Especialistas apontam falta de políticas públicas adequadas.

Às vésperas do mês em que se intensifica a mobilização em torno do combate ao abuso sexual de crianças e adolescentes, a CPI da Pedofilia da Câmara Legislativa do Distrito Federal realizou audiência pública colocando no centro do debate o agressor. Nesta segunda-feira (23), o presidente do colegiado, deputado Rodrigo Delmasso (PRB), anunciou que pretende apresentar – e aprovar – projetos de lei subsidiados pelas discussões promovidas pela CPI até o próximo 18 de maio, Dia Nacional de Combate ao Abuso e à Exploração Sexual de Crianças e Adolescentes.

A audiência pública desta manhã foi, conforme destacou Delmasso, a 13ª realizada pela comissão. Antes da fala dos especialistas e militantes convidados, o distrital levantou questionamento sobre a possibilidade de as pessoas que cometem pedofilia terem alguma doença. "Muitos advogados usam esse argumento para tentar reduzir a pena dos agressores", completou.

O vice-presidente do Conselho Regional de Medicina do DF, doutor Thiago Blanco, esclareceu as diferenças entre a pedofilia em si e o transtorno de pedofilia, considerado um transtorno parafílico; ou seja, "o interesse sexual intenso e persistente que não aquele voltado para parceiros que consentem e apresentam fenótipo normal e maturidade física". O médico fez questão de ressaltar que muitas pessoas que expressam desejo por uma criança não praticam o ato.

Por outro lado, Blanco apresentou situações de ofensores que apresentam uma espécie de "distorção cognitiva" e que não conseguem perceber que não podem praticar pedofilia. Segundo relatou, há agressores que pensam que o sexo com adolescentes, por exemplo, é uma atitude aceitável para um homem simplesmente por ele ser homem. O médico refuta, contudo, a associação dos níveis de testosterona à prática da pedofilia. "Estudos mostram que não há uma relação direta", aponta. De acordo com o estudioso, a pedofilia costuma estar mais associada ao exercício do poder sobre o outro.

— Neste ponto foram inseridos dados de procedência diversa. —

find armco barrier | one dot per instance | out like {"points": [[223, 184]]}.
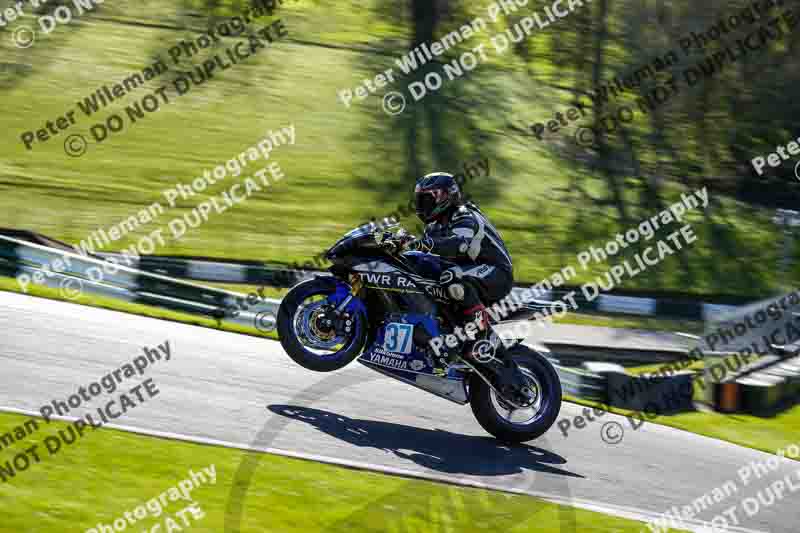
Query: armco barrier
{"points": [[759, 388], [129, 284], [679, 306]]}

Cultura – O psicólogo Bruno Nogueira Costa abordou as formas pelas quais nossa cultura e as relações sociais acabam por estimular, direta ou indiretamente, a pedofilia. "Esse é um comportamento que não pode ser desassociado do processo histórico e cultural", ponderou. Remontando ao período em que as relações sexuais entre adultos e crianças tinha o aval legal, social e religioso, ilustrado pelos casamentos entre reis, o especialista lembrou que nem sempre se questionou se esse tipo de prática era saudável ou não para a criança. Ele levantou também o fato de a sociedade atual valorizar a sexualização de crianças, estimulando o uso de maquiagem por meninas, por exemplo.

O psicólogo reforçou, ainda, o argumento do médico Thiago Blanco: "São relações de poder em que se negligencia a necessidade do outro". Ele apresentou estudos que demonstram que a maior parte das pessoas que praticam pedofilia o fazem por "déficit de habilidades sociais de conquistar e seduzir"; o que quer dizer, de forma simplificada, que, como a sedução de um adulto é vista como um desafio muito grande, a pessoa parte para relações com adolescentes ou crianças para diminuir as dificuldades. 

Políticas públicas – Por fim, Bruno Nogueira alertou para a falta de políticas públicas adequadas para lidar com o agressor. Conforme defendeu, não basta responsabilizar juridicamente o pedófilo. "Só punir não está dando certo. O sujeito tem de desenvolver responsabilidade psicológica pela prática. E é preciso também responsabilizar a família e a sociedade", afirmou, defendendo políticas que envolvam educação e cultura. "Quem comete um crime não perde todos os direitos, perde o direito à liberdade. É a garantia dos demais direitos que permite a posterior reinserção", resumiu.

Thiago Blanco, por sua vez, reforçou a necessidade de se garantir tratamento psicoterápico, mais do que medicação, para agressores em reabilitação.